Mientras evalúo la situación, siento a la bestia queriendo tomar el control y destruirlo todo, todo lo que toca. No puedo dejarla salir, demasiadas personas serían masacradas; la ciudad estaría bajo asedio. El Maestro está demasiado lejos de mí si pierdo el control para evitar que haga daño a otros. De ninguna manera voy a permitir que el Maestro me elimine por culpa de estos miserables canallas.

Extendiendo la mano hacia atrás, saqué mi cuchilla y mi pistola. El cuchillo entró y salió directamente de la rodilla izquierda del tipo que me derribó, mientras acababa con los otros tres con una o dos balas. El del golpe de suerte cayó cuando le destrocé ambas rodillas, retorciéndose de agonía, incapaz de ponerse en pie o moverse de su posición. Esto me dio un tiro limpio al líder que avanzaba mientras el tercero, el señor Mohawk, lleno de rabia intentaba derribarme. Me di la vuelta a pesar del dolor punzante en mi costado y le disparé justo entre los ojos, silenciándolo para siempre.
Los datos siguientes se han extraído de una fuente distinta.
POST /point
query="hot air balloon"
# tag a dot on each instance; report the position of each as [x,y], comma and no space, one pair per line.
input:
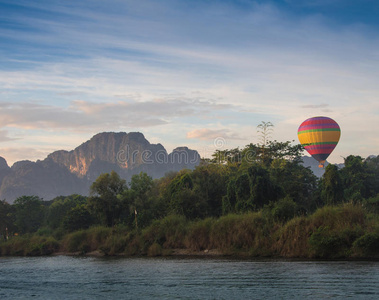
[319,136]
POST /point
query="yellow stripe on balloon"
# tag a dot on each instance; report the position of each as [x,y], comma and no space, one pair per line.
[319,136]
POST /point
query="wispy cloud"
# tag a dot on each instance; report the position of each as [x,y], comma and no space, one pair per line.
[212,134]
[175,69]
[83,115]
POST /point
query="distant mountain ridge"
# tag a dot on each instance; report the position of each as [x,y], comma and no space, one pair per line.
[72,172]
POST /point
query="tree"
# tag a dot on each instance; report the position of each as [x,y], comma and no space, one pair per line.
[138,199]
[6,219]
[331,186]
[263,189]
[356,179]
[77,218]
[29,213]
[60,207]
[265,129]
[104,201]
[295,181]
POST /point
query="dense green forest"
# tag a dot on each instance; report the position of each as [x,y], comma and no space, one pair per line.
[255,201]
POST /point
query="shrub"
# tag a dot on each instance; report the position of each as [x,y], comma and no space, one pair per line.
[198,237]
[284,210]
[367,245]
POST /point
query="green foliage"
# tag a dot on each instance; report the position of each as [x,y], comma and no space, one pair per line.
[332,191]
[367,245]
[7,219]
[60,207]
[327,243]
[104,201]
[77,217]
[284,210]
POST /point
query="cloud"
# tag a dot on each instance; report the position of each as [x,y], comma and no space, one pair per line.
[323,105]
[83,115]
[213,134]
[5,138]
[12,154]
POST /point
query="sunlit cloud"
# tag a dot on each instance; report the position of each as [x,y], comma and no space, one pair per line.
[188,73]
[212,134]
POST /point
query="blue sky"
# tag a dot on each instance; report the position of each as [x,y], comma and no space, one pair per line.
[186,72]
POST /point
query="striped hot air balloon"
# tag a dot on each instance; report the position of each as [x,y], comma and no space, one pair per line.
[319,136]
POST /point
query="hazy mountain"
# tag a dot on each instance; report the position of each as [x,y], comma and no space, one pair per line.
[72,172]
[313,164]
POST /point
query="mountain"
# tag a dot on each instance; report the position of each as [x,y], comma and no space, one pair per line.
[314,165]
[72,172]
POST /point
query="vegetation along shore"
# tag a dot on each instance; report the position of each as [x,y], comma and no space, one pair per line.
[258,201]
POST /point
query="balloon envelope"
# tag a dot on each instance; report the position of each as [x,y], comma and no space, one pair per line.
[319,136]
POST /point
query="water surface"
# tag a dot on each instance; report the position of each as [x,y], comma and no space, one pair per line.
[63,277]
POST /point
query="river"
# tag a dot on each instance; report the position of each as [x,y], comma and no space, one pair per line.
[64,277]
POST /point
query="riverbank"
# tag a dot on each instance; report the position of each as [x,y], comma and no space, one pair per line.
[332,232]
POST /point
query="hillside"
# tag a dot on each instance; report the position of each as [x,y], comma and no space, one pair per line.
[72,172]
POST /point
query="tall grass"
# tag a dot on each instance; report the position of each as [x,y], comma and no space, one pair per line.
[346,230]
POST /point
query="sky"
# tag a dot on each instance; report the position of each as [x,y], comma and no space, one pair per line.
[198,73]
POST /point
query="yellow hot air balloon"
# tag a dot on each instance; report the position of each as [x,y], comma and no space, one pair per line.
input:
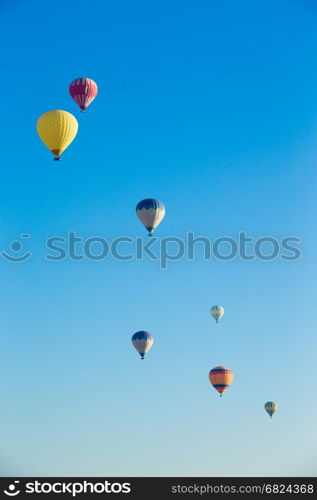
[217,312]
[57,129]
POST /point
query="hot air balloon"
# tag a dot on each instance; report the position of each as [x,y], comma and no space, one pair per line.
[57,129]
[217,312]
[150,212]
[83,91]
[271,407]
[143,342]
[221,378]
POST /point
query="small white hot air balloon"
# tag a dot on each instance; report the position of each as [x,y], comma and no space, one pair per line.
[143,342]
[217,312]
[150,212]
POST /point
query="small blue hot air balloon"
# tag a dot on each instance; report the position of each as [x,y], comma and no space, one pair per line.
[271,407]
[143,342]
[150,212]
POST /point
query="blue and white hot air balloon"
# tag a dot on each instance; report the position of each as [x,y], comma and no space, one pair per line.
[150,212]
[143,342]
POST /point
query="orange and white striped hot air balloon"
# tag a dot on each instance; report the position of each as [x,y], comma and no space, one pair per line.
[221,378]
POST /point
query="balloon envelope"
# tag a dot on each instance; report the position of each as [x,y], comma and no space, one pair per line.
[83,91]
[143,342]
[57,129]
[221,378]
[217,312]
[150,212]
[271,407]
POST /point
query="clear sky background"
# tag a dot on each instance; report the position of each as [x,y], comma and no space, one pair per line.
[210,107]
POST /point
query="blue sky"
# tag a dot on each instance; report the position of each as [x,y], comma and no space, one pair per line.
[210,107]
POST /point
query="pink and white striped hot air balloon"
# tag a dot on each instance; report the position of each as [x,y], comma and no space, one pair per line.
[83,91]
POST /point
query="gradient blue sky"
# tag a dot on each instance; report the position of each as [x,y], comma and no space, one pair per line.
[212,108]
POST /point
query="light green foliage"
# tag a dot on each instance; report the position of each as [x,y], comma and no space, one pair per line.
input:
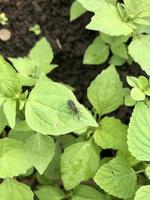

El líder, el señor Calvo, aprovechó esta distracción para darse la vuelta y huir. Sin embargo, no fue lo suficientemente rápido; un disparo y le destrocé la pierna derecha. Vi cómo su cuerpo se desplomaba en el suelo. Sin embargo, estaba tratando de levantarse mientras yo sonreía y lo mandaba directo al infierno sin billete de vuelta. Ya no hará daño a nadie más mientras yo viva.

Me di la vuelta al escuchar pasos atronadores que salían del edificio frente a mí. Extendí la mano hacia atrás y agarré mi otra pistola, apuntándolas directamente a la masa de hombres que se dirigía hacia mí.

El tipo al que el Maestro me envió a recoger las lentes salió corriendo delante del grupo. Miró alrededor mientras yo permanecía allí sin mover un músculo, esperando su movimiento. De repente se detuvo y levantó las manos en señal de rendición mientras su grupo lo flanqueaba. Lentamente bajaron sus armas y contemplaron la escena frente a ellos.

El silencio llenó el aire. Los dos heridos debían haberse desmayado, nadie se movía; el líder me observaba mientras bajaba los brazos. Parecía una zona de guerra. La sangre cubría la calle, los cuerpos yacían esparcidos y aquí estoy yo, simplemente respirando lentamente, arrodillado en medio, cubierto de salpicaduras y ambas pistolas aún humeantes apuntando directamente a él, sabiendo que era una amenaza potencial.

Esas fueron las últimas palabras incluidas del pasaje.